Police forces on Monday raided a Jerusalem residential complex where dozens women and children were living in slave-like conditions, some for up to 10 years, in what is believed to be a Haredi cult. The leader of the alleged cult, a rabbi in his 60s, was arrested.
The complex apparently includes three buildings and is located in the capital’s Geula neighborhood.
Eight other women are suspected of cooperating with the rabbi and were also arrested at the location.
Police are also investigating whether the cult leader was abusing the women's children, aged 5 to 11, some of whom were taken for questioning by a child protection specialist. The complex apparently included a kindergarten.
It is suspected that the women were being sexually exploited. In addition, some of the women were allegedly forced to put their hands into a fire in order to learn what “hell feels like.”
Some 50 women are believed to have been part of the cult and at least 20 have already been questioned by the police.
The court extended the remand of the main suspect by one week.
The investigation into the alleged cult was first opened several years ago but was recently renewed after several women who escaped from it came forward with the allegations to the authorities.
Following the women’s testimonies, new evidence has emerged pointing to the existence of an ultra-Orthodox community, which operates under the auspices of a women's seminar. There, the women lived with their children in crowded residential complexes, with the head of the seminar allegedly systematically abusing them.
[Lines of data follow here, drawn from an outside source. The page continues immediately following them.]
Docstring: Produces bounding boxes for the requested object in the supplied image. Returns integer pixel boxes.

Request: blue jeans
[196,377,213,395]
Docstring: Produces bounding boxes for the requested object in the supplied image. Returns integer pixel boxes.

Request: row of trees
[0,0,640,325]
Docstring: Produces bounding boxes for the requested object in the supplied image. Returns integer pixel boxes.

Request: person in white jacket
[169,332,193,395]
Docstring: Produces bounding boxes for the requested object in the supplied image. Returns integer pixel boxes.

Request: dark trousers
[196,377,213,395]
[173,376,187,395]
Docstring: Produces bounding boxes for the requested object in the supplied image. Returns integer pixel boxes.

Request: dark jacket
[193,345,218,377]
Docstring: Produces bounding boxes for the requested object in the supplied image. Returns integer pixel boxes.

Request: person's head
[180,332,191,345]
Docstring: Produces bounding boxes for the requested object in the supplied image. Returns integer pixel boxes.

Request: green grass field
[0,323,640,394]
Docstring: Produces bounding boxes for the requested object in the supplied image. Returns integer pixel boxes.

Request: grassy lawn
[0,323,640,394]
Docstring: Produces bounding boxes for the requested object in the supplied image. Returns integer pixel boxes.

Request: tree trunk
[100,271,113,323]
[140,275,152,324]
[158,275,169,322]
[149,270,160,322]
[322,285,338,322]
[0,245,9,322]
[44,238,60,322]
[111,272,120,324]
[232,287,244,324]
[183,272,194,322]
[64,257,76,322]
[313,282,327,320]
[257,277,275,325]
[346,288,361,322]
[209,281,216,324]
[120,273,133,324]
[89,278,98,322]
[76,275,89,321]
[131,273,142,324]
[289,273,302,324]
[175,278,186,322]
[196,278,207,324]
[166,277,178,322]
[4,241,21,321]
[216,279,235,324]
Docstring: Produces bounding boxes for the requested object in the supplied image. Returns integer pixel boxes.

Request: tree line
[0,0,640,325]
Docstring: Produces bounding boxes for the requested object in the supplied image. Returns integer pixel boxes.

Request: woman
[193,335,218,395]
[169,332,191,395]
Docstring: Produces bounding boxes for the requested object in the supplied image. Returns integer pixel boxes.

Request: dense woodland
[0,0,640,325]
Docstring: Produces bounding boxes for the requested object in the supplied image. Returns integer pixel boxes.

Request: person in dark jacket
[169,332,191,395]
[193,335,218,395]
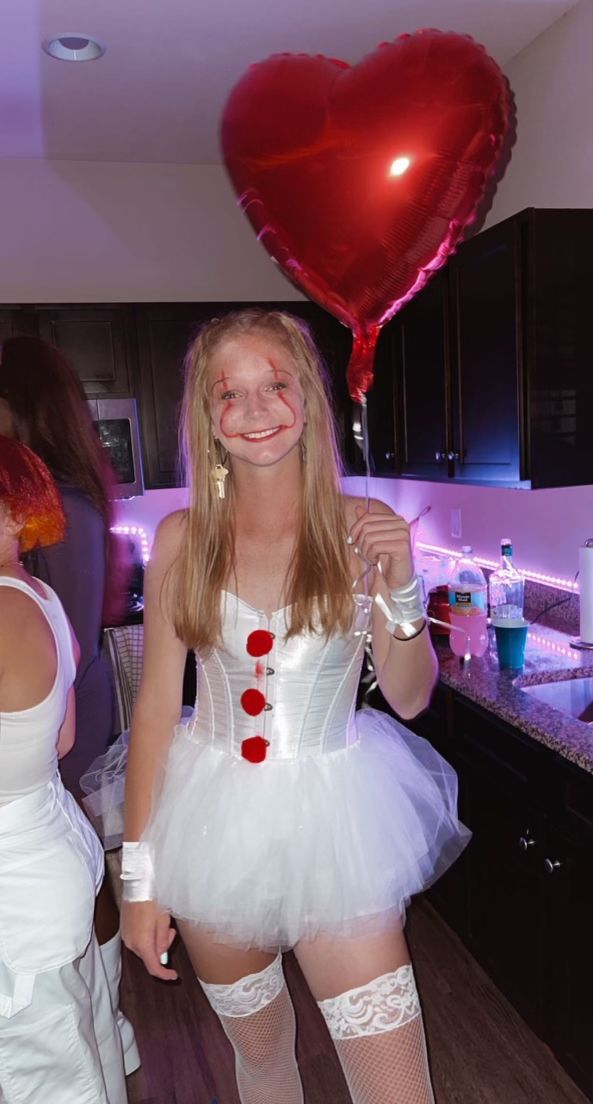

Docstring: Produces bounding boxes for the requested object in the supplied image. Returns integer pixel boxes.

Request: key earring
[210,437,229,498]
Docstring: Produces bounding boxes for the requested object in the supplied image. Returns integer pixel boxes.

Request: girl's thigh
[177,920,276,985]
[295,921,410,1000]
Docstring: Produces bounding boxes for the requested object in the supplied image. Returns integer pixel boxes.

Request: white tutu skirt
[137,709,470,949]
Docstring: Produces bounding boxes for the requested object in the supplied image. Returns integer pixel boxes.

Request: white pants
[0,935,127,1104]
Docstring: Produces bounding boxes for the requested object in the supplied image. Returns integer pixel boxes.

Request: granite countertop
[435,625,593,774]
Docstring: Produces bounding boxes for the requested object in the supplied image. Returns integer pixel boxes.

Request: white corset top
[190,592,370,762]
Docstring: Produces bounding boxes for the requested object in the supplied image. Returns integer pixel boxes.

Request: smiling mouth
[241,425,284,440]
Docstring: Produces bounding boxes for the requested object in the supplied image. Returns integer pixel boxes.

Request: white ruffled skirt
[131,709,470,949]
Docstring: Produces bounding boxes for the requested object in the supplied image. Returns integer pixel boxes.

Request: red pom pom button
[247,628,274,659]
[241,736,268,763]
[241,690,266,716]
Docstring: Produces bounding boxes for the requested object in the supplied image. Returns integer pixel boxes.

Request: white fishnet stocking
[319,965,434,1104]
[200,956,304,1104]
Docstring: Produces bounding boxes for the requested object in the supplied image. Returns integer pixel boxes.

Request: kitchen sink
[518,677,593,724]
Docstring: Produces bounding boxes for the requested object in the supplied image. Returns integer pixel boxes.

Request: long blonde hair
[173,309,352,650]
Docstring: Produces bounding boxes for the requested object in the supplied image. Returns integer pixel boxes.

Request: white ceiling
[0,0,574,162]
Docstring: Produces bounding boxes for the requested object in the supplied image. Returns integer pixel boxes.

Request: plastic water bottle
[447,544,488,656]
[488,537,525,623]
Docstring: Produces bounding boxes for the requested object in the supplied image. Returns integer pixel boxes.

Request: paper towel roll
[579,541,593,644]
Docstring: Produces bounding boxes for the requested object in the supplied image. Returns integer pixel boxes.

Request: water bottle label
[448,590,486,614]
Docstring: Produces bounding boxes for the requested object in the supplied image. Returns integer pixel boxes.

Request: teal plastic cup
[493,618,529,671]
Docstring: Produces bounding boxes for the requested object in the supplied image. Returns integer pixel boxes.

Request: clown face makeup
[209,333,305,467]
It has also emerged the suspect was using various punishment techniques to cower the women and the money the victims would earn at their jobs, was being taken by the cult leader.
Police said that investigators accompanied by members of the State Prosecutor's Office, have over the past two months gathered evidence incriminating the head of the community. He is suspected of controlling the lives of about 50 women who have been completely isolated from their families and any children they had who are under the age of five.